Paul Tarragó is a filmmaker, using both video and celluloid, living in London. His work? A mix of underground experimentation and metafiction, tugging at the leash of film language but with narrative often held close at hand. His work has shown widely on film festival and gallery circuits (International Film Festival Rotterdam, NYUFF, EMAF, National Review of Live Art, Triangle France, Kino der Kunst) and includes several award winning experimental narratives, video installation, a collaborative feature film, cinematic sketchbooks, moving image and live soundtrack performance, etc. A formative influence on his DIY approach comes from his experiences (from 1993–2006) as a core member and activist with the Exploding Cinema, a collective dedicated to originating alternative methods of exhibition for low-budget/artists' film and video and related performance.

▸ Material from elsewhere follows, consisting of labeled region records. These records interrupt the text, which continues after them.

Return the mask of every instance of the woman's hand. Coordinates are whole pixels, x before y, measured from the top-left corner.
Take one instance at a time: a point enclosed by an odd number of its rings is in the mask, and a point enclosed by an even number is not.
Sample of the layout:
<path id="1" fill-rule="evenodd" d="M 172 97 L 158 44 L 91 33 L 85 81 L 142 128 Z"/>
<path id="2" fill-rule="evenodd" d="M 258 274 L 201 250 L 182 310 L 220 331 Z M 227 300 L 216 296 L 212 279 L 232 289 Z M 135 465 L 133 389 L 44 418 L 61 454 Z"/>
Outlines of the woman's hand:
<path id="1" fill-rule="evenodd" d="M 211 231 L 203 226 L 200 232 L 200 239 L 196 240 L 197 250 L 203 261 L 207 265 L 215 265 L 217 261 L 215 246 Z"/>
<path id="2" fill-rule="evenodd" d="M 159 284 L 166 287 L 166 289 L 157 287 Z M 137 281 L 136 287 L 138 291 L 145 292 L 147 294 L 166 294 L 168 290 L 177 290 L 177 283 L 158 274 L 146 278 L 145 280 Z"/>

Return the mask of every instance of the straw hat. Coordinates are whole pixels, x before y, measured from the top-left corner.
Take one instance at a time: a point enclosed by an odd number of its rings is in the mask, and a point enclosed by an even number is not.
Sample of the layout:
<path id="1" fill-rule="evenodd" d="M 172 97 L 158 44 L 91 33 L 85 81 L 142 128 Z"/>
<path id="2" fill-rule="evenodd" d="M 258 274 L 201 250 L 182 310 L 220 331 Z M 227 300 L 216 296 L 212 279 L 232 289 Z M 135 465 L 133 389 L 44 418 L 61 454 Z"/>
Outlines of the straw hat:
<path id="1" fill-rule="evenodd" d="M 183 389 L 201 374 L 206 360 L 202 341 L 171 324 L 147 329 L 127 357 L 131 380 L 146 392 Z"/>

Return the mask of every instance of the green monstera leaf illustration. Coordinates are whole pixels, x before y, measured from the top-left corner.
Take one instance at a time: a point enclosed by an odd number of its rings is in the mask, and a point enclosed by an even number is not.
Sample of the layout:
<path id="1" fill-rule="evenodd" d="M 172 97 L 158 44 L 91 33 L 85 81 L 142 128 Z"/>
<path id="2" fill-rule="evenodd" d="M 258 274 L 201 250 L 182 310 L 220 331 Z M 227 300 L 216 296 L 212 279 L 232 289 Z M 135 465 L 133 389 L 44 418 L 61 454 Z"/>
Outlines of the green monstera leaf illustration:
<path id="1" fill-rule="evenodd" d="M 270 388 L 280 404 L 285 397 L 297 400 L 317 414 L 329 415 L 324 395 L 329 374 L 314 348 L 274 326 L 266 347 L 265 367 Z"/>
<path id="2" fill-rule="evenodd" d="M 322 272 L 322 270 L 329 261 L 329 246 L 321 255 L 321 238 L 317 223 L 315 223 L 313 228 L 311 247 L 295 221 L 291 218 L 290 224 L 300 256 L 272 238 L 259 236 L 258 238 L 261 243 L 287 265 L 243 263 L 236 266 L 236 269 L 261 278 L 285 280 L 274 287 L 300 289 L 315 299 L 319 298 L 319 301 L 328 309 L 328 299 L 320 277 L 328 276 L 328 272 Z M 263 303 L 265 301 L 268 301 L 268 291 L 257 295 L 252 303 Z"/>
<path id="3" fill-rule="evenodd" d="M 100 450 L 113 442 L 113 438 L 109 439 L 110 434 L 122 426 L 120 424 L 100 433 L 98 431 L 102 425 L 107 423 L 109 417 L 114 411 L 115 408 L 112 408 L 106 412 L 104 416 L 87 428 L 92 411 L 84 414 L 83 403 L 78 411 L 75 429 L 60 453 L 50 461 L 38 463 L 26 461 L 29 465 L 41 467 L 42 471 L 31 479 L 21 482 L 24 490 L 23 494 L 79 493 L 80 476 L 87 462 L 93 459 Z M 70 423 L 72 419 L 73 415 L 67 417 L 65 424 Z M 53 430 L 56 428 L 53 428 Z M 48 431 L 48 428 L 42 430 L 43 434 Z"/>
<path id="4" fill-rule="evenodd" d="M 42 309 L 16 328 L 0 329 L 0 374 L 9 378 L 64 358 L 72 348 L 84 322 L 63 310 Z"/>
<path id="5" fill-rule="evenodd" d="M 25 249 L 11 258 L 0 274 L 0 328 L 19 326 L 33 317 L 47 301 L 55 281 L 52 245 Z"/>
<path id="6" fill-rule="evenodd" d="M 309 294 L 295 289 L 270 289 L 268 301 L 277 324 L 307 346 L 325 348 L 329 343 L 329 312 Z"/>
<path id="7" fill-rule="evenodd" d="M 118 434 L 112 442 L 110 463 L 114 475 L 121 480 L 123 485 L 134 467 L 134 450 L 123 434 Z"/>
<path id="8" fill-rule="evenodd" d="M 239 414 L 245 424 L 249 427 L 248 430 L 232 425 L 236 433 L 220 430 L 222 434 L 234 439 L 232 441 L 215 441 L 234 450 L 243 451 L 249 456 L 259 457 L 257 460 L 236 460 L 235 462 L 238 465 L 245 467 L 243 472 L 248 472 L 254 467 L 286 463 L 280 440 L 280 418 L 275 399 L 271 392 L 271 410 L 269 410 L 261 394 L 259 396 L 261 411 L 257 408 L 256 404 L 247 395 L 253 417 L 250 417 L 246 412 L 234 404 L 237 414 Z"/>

electric moonlight & the language within the leaves

Takahiro Suzuki | 2023 | USA | 8 min | Cdn Premiere

A modern re-telling of the Japanese tale of the bamboo cutter and the moon princess. The moon princess listens to the untold intelligence of the cosmos as observed by trees to become closer with and eventually return home.

Takahiro Suzuki is an artist currently residing in Portland ME.  He completed a BA in Studio Art from the University of Virginia concentrating on photography and cinematography, and received an MFA in Film, Video, Animation and New Genres from the University of Wisconsin-Milwaukee. His work and research practices as an artist serve as a form of inquiry. Each investigation offers a path toward further curiosity, rather than a grasp toward certainty. The end product for his works is not so much a thesis upon which to land, but rather, an open hypothesis for the audience to consider. His films have exhibited and screened nationally and internationally. Suzuki also serves as the co-founder and co-curator of aCinema, a collaboration with Janelle VanderKelen which presents experimental film and video screenings at Woodland Pattern Book Center in Milwaukee WI.

The Song

Bani Abidi | 2022 | UK/Germany | 20 min | NA Premiere

An elderly refugee, recently arrived in a new and unfamiliar European city, confronts the isolation of his new apartment by creating his own soundscapes to recreate what is familiar and reassuring.

Bani Abidi lives and works in Karachi and Berlin. Her practice incorporates film, photography and drawing, reflecting on problems of nationalism and borders, and how such issues affect everyday life and individual experience. She has exhibited extensively internationally and her work can be found in collections including TATE and the British Museum, London, MOMA and the Guggenheim Museum, New York and the Sharjah Art Foundation.